Obama speaks with Castro by phone ahead of historic encounter
Barack Obama spoke with Cuban President Raul Castro by phone on Thursday ahead of a regional summit in Panama, the Associated Press reported on Friday.
The US President is to turn the page on half a century of hostility, signalling he will soon remove Cuba from America's list of state sponsors of terrorism, as he prepares for a historic encounter with Castro.
Hours before his arrival in Panama for a regional summit, President Obama said the State Department had finished its review of Cuba's presence on the list, a stain on the island nation's pride and a major stumbling block for efforts to mend US-Cuba ties.
A top senator confirmed that the agency had recommended removing Cuba from the list, making presidential action in the next few days all but certain.
"We don't want to be imprisoned by the past," Mr Obama said during a visit to Kingston, Jamaica. "When something doesn't work for 50 years, you don't just keep on doing it. You try something new."
With his optimistic assessment, Mr Obama sought to set the tone for the US and Cuba to come closer to closing the book on more than 50 years of estrangement, when he and Mr Castro come face to face at the Summit of the Americas in Panama City.

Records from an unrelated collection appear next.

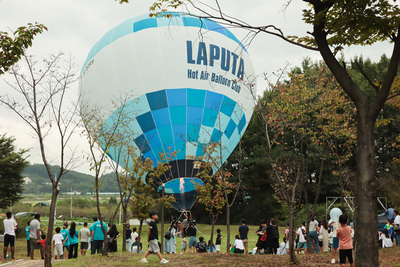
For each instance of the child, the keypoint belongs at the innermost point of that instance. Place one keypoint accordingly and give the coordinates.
(43, 241)
(202, 245)
(218, 241)
(184, 244)
(238, 245)
(152, 238)
(343, 233)
(58, 244)
(386, 241)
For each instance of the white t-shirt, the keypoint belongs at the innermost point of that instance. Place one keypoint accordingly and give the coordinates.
(58, 238)
(133, 236)
(238, 244)
(301, 238)
(9, 225)
(386, 242)
(335, 226)
(397, 220)
(312, 226)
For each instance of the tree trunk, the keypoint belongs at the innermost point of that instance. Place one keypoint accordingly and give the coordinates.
(139, 233)
(292, 251)
(367, 184)
(48, 255)
(124, 227)
(213, 221)
(228, 229)
(104, 253)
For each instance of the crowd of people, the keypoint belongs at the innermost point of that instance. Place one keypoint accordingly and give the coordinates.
(324, 236)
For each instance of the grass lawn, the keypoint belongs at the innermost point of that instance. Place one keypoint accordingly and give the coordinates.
(388, 257)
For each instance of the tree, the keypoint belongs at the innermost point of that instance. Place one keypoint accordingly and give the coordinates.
(12, 164)
(41, 104)
(13, 49)
(336, 24)
(211, 194)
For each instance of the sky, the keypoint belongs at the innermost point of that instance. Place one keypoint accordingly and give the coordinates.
(74, 26)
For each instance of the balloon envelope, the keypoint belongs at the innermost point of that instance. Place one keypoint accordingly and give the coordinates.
(187, 80)
(335, 214)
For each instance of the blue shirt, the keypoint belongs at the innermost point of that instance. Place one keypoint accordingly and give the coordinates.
(27, 232)
(65, 233)
(74, 238)
(98, 232)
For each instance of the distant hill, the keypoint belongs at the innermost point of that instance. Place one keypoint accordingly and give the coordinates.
(77, 181)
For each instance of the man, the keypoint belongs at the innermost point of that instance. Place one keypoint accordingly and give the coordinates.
(34, 236)
(191, 232)
(97, 235)
(243, 231)
(152, 238)
(185, 223)
(84, 235)
(9, 234)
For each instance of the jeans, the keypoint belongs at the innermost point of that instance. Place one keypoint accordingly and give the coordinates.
(97, 245)
(313, 235)
(128, 244)
(73, 247)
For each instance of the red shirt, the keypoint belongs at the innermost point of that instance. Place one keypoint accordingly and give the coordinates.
(344, 236)
(42, 242)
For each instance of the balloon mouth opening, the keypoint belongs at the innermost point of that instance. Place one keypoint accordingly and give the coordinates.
(181, 186)
(185, 169)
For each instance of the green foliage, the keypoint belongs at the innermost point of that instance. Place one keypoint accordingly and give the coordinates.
(12, 49)
(12, 164)
(113, 200)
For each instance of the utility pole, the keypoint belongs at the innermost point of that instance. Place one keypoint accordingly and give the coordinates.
(71, 202)
(162, 220)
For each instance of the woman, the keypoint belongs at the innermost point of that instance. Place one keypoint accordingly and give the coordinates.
(324, 233)
(272, 237)
(238, 245)
(397, 222)
(128, 237)
(262, 242)
(113, 235)
(386, 241)
(169, 244)
(73, 241)
(313, 230)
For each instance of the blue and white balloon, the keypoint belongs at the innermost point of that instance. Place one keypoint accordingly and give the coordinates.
(187, 80)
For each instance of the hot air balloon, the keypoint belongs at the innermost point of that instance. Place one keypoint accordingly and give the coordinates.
(188, 79)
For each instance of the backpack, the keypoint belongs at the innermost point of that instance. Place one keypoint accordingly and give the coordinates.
(202, 247)
(275, 233)
(167, 235)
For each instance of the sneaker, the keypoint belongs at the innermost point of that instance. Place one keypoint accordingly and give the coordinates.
(163, 261)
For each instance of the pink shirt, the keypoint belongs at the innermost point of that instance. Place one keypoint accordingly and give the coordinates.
(344, 236)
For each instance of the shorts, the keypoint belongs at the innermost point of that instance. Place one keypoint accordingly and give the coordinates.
(153, 246)
(302, 245)
(58, 249)
(192, 241)
(84, 245)
(35, 245)
(335, 242)
(345, 253)
(9, 240)
(245, 243)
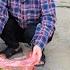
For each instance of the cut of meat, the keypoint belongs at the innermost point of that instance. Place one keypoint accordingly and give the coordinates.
(18, 63)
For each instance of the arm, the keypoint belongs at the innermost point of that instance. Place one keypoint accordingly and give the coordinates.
(3, 14)
(45, 29)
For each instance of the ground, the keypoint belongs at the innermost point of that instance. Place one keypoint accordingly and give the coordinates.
(58, 50)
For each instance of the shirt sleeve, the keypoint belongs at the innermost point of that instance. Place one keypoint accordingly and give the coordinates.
(3, 14)
(45, 29)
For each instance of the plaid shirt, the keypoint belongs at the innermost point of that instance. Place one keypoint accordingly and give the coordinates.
(31, 11)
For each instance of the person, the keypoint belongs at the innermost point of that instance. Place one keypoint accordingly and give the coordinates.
(27, 21)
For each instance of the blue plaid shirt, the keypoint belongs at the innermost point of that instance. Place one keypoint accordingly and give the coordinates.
(31, 11)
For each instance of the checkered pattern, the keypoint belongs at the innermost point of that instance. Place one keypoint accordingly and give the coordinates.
(31, 12)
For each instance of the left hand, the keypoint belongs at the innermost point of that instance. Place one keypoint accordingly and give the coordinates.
(37, 51)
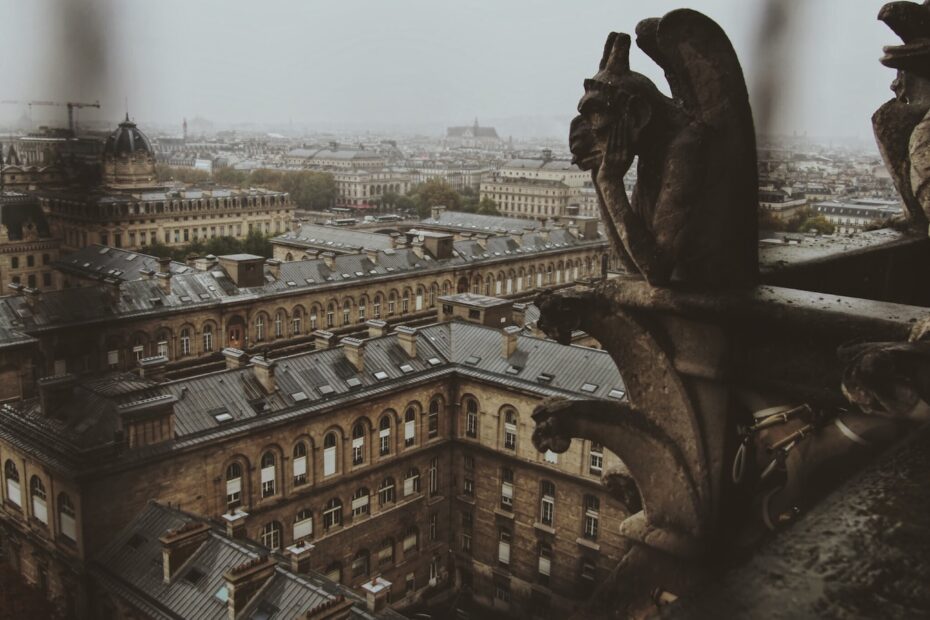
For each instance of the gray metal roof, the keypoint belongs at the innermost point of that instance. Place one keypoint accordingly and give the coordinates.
(131, 566)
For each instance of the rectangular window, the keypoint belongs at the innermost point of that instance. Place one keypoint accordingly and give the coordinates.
(329, 461)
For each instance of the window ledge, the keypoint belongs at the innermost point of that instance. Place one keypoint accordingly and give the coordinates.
(544, 528)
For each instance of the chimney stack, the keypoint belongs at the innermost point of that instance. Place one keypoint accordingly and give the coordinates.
(376, 328)
(274, 267)
(235, 358)
(245, 581)
(235, 524)
(509, 340)
(355, 352)
(55, 392)
(164, 281)
(153, 367)
(407, 338)
(323, 339)
(264, 373)
(300, 553)
(376, 593)
(177, 546)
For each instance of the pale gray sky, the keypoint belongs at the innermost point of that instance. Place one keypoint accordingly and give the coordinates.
(408, 63)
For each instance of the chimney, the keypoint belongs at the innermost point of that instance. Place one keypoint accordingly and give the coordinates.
(33, 295)
(235, 358)
(509, 340)
(177, 546)
(264, 373)
(407, 338)
(323, 339)
(338, 608)
(376, 328)
(376, 593)
(164, 281)
(245, 581)
(153, 368)
(55, 392)
(274, 267)
(300, 553)
(355, 352)
(112, 286)
(235, 524)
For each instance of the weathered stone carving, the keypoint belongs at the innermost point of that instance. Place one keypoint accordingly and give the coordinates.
(693, 213)
(902, 125)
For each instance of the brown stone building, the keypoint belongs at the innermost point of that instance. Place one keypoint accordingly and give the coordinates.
(244, 302)
(405, 456)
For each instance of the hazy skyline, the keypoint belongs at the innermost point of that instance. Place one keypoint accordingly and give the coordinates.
(410, 64)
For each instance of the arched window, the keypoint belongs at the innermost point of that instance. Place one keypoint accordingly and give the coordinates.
(410, 427)
(207, 338)
(510, 429)
(547, 502)
(271, 535)
(384, 435)
(471, 417)
(303, 524)
(360, 563)
(66, 517)
(358, 443)
(346, 312)
(360, 501)
(233, 486)
(386, 492)
(260, 328)
(432, 426)
(39, 503)
(13, 491)
(332, 514)
(300, 463)
(329, 453)
(592, 507)
(269, 476)
(412, 481)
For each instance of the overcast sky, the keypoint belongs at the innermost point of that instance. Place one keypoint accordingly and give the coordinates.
(409, 63)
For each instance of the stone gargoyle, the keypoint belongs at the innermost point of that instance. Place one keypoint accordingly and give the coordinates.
(692, 217)
(902, 124)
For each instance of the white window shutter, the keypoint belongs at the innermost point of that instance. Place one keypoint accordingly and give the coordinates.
(329, 461)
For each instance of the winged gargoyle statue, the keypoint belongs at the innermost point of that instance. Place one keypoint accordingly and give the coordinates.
(902, 124)
(693, 213)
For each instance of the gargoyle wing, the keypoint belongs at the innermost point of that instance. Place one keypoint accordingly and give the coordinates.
(700, 65)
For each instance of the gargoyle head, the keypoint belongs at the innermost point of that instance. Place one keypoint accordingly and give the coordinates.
(884, 378)
(615, 95)
(559, 315)
(550, 432)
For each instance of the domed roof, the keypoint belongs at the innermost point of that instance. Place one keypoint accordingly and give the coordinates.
(127, 140)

The highly-anticipated meeting will test the power of personal diplomacy as the two leaders attempt to move past the sticking points that have interfered with their attempt to relaunch diplomatic relations.
The US has long since stopped actively accusing Cuba of supporting terrorism and Mr Obama has hinted at his willingness to take Cuba off the list ever since he and Mr Castro announced a thaw in relations in December.
But Mr Obama has stopped short of the formal decision amid indications that the White House was reluctant to grant Cuba's request until other thorny issues such as restrictions on US diplomats in Havana were resolved.
Cuba is one of just four countries still on the US list of countries accused of repeatedly supporting global terrorism - Iran, Sudan and Syria are the others. The designation not only offends Cuba's pride but also restricts Havana's access to credit and financial systems.
Senator Ben Cardin of Maryland, the top Democrat on the upper house's foreign relations panel, called the recommendation to delist Cuba an important step towards forging a more productive US-Cuba relationship.
"The United States has a unique opportunity to begin a fresh chapter with Cuba - one that advances our national interests on the island and in the hemisphere," he said.
Yet while recent polling has shown broad support for the thaw in both countries, the change has attracted fierce opposition from many other members of Congress - especially those who represent the large Cuban-American population in Florida.
House of Representatives speaker, Ohio Republican John Boehner, said there were "serious questions" about the wisdom of taking Cuba off the list "while this dictatorship, which practises repression at home and supports violence throughout the region, continues to hold power".
This year's summit is the first to include Cuba, and for Mr Castro it is a powerful opportunity to prove his country can be a responsible player on the world stage.
Mr Obama arrives having amassed some goodwill in Latin America by upending the US policy of isolating Cuba, a policy that had irritated others in the region, and by loosening immigration policies at home.
How much face time the presidents will have at the summit was unclear. Although no formal meetings were scheduled, the White House said the two would surely cross paths.
The two shared a handshake in 2013 at Nelson Mandela's funeral, a jarring image for those who still recall the levels of US-Cuban antipathy during the Cold War.
While in Panama, Mr Obama will meet Panamanian president Juan Carlos Varela and other Central American leaders. He plans to speak at a forum of business leaders before joining other heads of state for dinner at Panama Viejo, home to archaeological ruins dating to the 1500s. A visit to the Panama Canal is also likely.
The wild card at the summit is Venezuela's leftist president Nicolas Maduro. Mr Obama's recent move to slap sanctions on seven leading Venezuelan figures seemed to backfire when other Latin leaders denounced it as overkill and rallied to Mr Maduro's side.
Mr Maduro had said he plans to hand Mr Obama documents with millions of signatures condemning US aggression.
In another sign of high-level engagement, US secretary of state John Kerry, also attending the summit, was meeting Cuban foreign minister Bruno Rodriguez.